Rapidly increasing production from shales has transformed the world's energy landscape in recent years. For better or worse, it is a combination of relatively high oil prices and technology that have paved the way—primarily horizontal drilling and fracking, but also advances in 3D seismic imaging, sensors, and other innovations.
These innovations are not without controversy. Fracking a single well may involve millions of gallons of fluid, which has numerous opportunities to leak or spill into sensitive habitats and water supplies before, during and after the actual fracturing takes place. Injecting these large amounts of fluid underground can also trigger earthquakes.
The types of hydrocarbons targeted at different wells depends on the particular mix of crude oil, natural gas, natural gas liquids such as ethane (used to make plastics) and propane, and other resources present in the shale, as well as relative fuel prices. Natural gas offers the benefit of producing less carbon dioxide than coal or oil, but a question mark looms over its advantage from a climate perspective. Methane, a potent greenhouse gas and the main component of natural gas, is known to leak throughout natural gas operations, although the precise amount remains uncertain.
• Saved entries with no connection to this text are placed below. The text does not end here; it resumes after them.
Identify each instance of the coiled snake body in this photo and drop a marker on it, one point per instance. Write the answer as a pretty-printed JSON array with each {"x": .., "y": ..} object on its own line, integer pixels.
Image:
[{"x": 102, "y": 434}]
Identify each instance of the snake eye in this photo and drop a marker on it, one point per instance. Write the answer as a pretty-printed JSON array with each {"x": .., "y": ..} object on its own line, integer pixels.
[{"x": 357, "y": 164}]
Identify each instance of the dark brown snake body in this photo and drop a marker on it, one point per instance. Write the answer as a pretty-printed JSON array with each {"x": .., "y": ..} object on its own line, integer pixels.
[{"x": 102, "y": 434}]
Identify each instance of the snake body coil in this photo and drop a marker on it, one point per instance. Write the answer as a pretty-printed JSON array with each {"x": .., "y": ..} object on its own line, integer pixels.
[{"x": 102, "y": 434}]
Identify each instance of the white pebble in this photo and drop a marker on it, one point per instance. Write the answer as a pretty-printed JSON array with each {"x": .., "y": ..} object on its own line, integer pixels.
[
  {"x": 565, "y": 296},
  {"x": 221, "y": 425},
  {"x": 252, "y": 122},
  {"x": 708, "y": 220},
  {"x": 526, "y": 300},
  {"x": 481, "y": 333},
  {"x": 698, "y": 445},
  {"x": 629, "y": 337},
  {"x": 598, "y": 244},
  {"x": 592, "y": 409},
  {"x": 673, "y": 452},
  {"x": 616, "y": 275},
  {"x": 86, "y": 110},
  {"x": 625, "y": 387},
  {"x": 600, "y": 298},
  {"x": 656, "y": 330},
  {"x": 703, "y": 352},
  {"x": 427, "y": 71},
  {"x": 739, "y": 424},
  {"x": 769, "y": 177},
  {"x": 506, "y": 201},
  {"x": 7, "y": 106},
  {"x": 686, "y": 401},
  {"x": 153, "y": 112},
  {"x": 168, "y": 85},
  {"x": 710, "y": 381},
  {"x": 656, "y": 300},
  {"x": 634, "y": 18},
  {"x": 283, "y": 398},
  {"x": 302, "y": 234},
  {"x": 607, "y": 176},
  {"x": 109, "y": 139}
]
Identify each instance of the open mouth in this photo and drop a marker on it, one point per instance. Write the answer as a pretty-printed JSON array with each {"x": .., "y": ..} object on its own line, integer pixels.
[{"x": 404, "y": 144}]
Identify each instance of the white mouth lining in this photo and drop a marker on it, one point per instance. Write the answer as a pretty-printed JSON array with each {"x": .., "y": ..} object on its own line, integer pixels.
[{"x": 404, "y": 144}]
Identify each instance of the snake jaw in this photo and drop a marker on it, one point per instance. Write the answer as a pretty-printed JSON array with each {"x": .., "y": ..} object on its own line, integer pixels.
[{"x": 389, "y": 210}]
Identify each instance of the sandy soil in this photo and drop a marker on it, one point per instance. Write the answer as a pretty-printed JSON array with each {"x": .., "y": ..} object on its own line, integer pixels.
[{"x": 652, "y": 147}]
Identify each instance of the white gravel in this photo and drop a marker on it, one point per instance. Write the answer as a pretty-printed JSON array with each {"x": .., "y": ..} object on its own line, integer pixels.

Nationally, an estimated 40 percent of natural gas produced last year came from shales. According to the latest estimates from the U.S. Energy Information Administration, nearly a third of all natural gas resources globally are believed to exist in shale formations. Although considerable uncertainty surrounds just how much natural gas can and will be recovered from shale formations, it's possible the boom has legs. The EIA expects shale gas production to more than double by 2040.